A perspective on gear history
This is a rather compact summary of 4000 years on gears and geared devices. The purpose is to try and put some historical facts into context and perspective. It is by no means a complete list or a thorough study.
A true revolution: the invention of the wheel
This can be perhaps compared only to the discovery of fire, agriculture or stone tools. The wheel was a stroke of genius, probably invented as we enter the bronze-age, followed by the iron-age, some thousands of years before Christ. To think about this, we first have to forget about the internet, our iPhone and the rapid development of technology. Today we still use wheels everywhere, unlike some new technology which becomes a museum item a few years later. It is not a primitive invention, but rather a breakthrough in the history of mankind. The wheel is the gear's grandfather.
An application: water well
This goes now towards the direction of using large (wooden) gears. Water can be raised mechanically by using a drum wheel or a set of gears. This is still far away from the Antikythera Mechanism, since in a water well, gears are purely transmitting power. As we know, the Antikythera Mechanism's gears are elegant and designed to make calculations.
A device ahead of its time: the Antikythera Mechanism
A clockwork astronomical calculator of ingenious design and unprecedented accuracy, built over two millennia ago. The first computer. Hard to believe, but true. It makes use of at least 40 cooperating gears in order to make astronomical calculations. It also informs about important agricultural & religious events, as well as the Olympic games. It came with a user manual too! The design makes use of the lunar epicyclic theory, approximates its elliptical motion out of eccentric gears, uses epicyclic gears and coaxial shafts with differential gearing. It is impressively compact, having gears with teeth down to a millimeter.
A mechanical calculator: the Stepped Reckoner
This mechanical calculator was invented by Gottfried Wilhelm Leibniz around 1670. It was the first calculator that could perform all four arithmetic operations: addition, subtraction, multiplication and division. It is based on a "Leibniz wheel" or stepped drum: a cylinder with a set of teeth of incremental lengths, coupled to a counting wheel which was free to move up and down its length. Hence, the counting wheel can mesh with any number of teeth. The idea was used for the next three centuries.
A pioneering design: the Analytical Engine
Although never actually built to the end, Charles Babbage first proposed in 1837 a mechanical device which includes all of the elements of a modern computer: an arithmetic logic unit, control flow in the form of conditional branching and loops, and integrated memory. It is the first design of a general-purpose computer with a logical structure, essentially the same as that which has dominated computer design in the electronic era.

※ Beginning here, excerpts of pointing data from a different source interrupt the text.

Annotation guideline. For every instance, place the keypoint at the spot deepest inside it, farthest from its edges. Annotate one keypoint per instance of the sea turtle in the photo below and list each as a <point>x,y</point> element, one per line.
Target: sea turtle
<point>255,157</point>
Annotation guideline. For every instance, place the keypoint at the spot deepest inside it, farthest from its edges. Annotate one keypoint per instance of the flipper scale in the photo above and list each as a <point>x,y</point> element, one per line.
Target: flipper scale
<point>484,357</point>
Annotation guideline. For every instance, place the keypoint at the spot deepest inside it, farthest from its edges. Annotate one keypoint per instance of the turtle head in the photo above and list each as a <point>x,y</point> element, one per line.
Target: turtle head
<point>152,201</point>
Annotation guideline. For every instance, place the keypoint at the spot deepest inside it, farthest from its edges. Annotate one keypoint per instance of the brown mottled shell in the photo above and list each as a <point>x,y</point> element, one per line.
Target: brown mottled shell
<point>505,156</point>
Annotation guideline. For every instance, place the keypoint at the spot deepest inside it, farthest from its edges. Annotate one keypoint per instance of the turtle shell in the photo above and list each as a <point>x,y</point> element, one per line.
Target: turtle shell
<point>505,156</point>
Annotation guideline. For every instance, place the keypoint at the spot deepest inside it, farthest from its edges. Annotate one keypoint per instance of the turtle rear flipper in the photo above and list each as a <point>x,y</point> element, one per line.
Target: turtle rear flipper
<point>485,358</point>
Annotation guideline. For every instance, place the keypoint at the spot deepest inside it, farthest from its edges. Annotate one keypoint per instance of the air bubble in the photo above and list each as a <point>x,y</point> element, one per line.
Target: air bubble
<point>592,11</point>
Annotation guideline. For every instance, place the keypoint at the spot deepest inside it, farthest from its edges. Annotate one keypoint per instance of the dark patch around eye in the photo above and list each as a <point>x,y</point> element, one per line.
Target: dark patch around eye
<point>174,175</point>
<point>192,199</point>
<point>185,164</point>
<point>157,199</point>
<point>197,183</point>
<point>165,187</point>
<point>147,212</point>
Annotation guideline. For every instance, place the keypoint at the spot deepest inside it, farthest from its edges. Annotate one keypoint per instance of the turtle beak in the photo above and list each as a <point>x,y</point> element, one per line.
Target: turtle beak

An ingenious mechanical calculator: the Curta
A small mechanical calculator developed by Curt Herzstark. Its design builds upon the ideas of Gottfried Leibniz's Stepped Reckoner and Charles Thomas' Arithmometer. It accumulates values on cogs, which are operated by a stepped drum mechanism. It has an extremely clever and compact design. It was the best portable calculator available, before being displaced by electronic calculators in the 1970s.
An eternal timepiece: the Antikythera Sunmoon
The Antikythera Mechanism will always fascinate and inspire mankind. In 2013, Hublot created this timepiece, with a solar and lunar calendar, as well as a representation of the sidereal position of the sun and the moon. Tolerances down to a micron were necessary in this demanding project.
An evolutionary remark on scales
As a first example, we saw the water well, with meter-sized gears. A couple of thousand years later, the Antikythera Mechanism appears, with elaborate millimeter-sized gears. Compared to this, only recently have we been able to go to the next level-down in size, with modern wrist watches being an example. In fact, astronomical devices from the middle ages had the size of a sofa! It is not an overstatement to say that the Antikythera Mechanism was out of place and time. We are forced to rethink our previous understanding of ancient technology.